Colonization: Aftershocks
- First edition
- Author: Harry Turtledove
- Cover artist: Viktor Koen
- Language: English
- Series: Worldwar and Colonization series
- Genre: Alternate history/Science fiction
- Publisher: Del Rey Books
- Publication date: January 30, 2001
- Publication place: United States
- Pages: 496
- ISBN: 0-345-43021-2
- OCLC: 45794623
- Dewey Decimal: 813/.54 21
- LC Class: PS3570.U76 C63 2001
- Preceded by: Colonization: Down to Earth
- Followed by: Homeward Bound

= Colonization: Aftershocks =

2001 novel by Harry Turtledove

Colonization: Aftershocks is an alternate history and science fiction novel by Harry Turtledove. It is the third and final novel of the Colonization series and the seventh installment in the extended Worldwar series.

==Plot==
In 1965, the nuclear war between Nazi Germany and the Race ends with a German surrender after Ernst Kaltenbrunner, the Führer, is killed. He is replaced by Walter Dornberger, who agrees to disband the Axis Forces, withdraw German troops from Occupied France, and disband the German rocket and nuclear forces. The German withdrawal results in instability in the governments of its allies, such as the British Union of Fascists, led by Oswald Mosley, in the United Kingdom; clashes between the Free French Forces and the new government of liberated France; and radioactive fallout drifting into the Soviet Union. However, Dornberger secretly begins stockpiling weapons and missile parts, allowing Germany the option to rearm itself in the future.

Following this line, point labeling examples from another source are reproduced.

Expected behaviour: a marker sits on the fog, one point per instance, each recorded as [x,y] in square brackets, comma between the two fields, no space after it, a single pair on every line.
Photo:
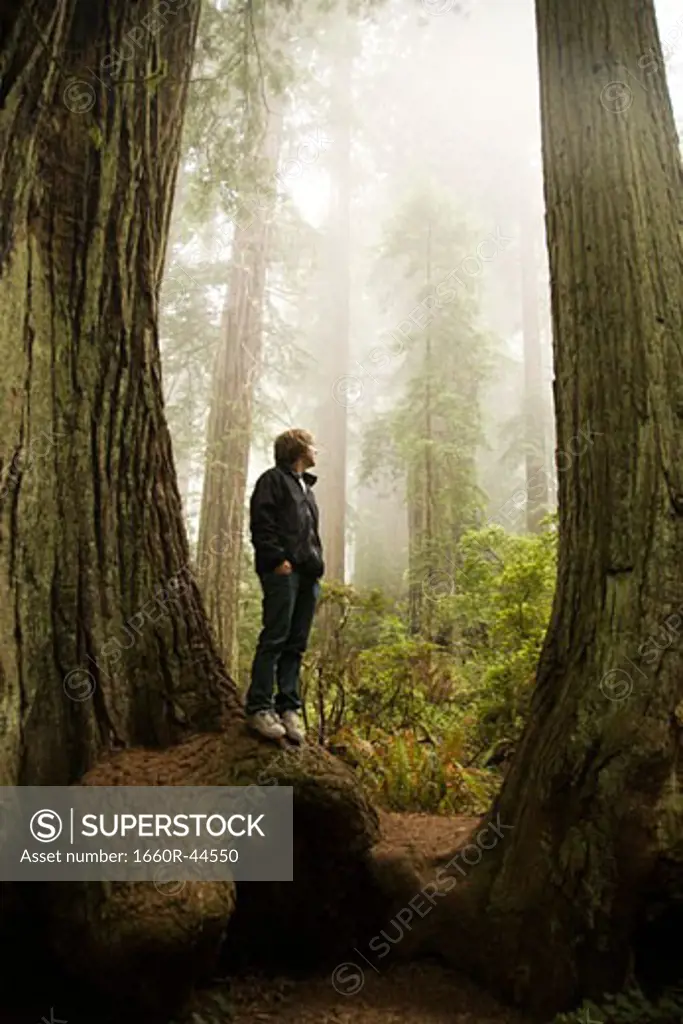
[417,157]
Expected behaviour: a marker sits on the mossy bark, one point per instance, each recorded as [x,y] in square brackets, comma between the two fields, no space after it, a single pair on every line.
[553,910]
[102,637]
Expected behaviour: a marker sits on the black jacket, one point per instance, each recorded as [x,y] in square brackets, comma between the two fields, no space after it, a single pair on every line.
[284,522]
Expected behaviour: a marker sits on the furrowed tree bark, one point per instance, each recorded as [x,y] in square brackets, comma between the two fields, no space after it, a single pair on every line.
[228,439]
[555,908]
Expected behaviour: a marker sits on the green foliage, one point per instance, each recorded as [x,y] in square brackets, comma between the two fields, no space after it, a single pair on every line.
[630,1007]
[420,720]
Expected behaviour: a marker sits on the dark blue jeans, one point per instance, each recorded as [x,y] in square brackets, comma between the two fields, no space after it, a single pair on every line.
[289,604]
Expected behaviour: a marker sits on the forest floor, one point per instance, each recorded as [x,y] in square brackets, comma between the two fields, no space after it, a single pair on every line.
[416,992]
[402,993]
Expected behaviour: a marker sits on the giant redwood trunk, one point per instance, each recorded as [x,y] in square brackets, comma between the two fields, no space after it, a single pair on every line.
[556,907]
[236,375]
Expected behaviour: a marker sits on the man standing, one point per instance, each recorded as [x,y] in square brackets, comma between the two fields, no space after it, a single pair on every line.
[284,522]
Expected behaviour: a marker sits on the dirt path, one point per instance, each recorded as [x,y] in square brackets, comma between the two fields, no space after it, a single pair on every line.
[356,993]
[412,993]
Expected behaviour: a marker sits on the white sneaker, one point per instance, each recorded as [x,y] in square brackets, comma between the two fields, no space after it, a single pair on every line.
[293,726]
[266,724]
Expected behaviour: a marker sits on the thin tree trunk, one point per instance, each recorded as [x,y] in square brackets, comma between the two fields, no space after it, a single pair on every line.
[229,429]
[592,804]
[102,638]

Meanwhile, the nuclear attack on the Race's colony fleet from Second Contact is finally revealed. It was an American attack, ordered by US President Earl Warren. When it is revealed, Fleetlord Atvar gives Warren a choice: dismantle the American space program, or allow the Race to nuke Indianapolis, Indiana, for revenge. To the surprise of all, Warren allows the Race to destroy Indianapolis and then kills himself, with US Vice President Harold Stassen taking over. It is eventually stated that the reason Warren allowed the city to be destroyed over the space program was that the Americans were working on a starship that would allow them to journey to the Race's homeworld and to repay their visit to Earth.

Meanwhile, the Race itself undergoes large social unrest, due to the effects of ginger on their females. Drug addiction, the black market, prostitution, and the practice of marriage all arise from it, along with a reproductive system that is unregulated, much like that of humans.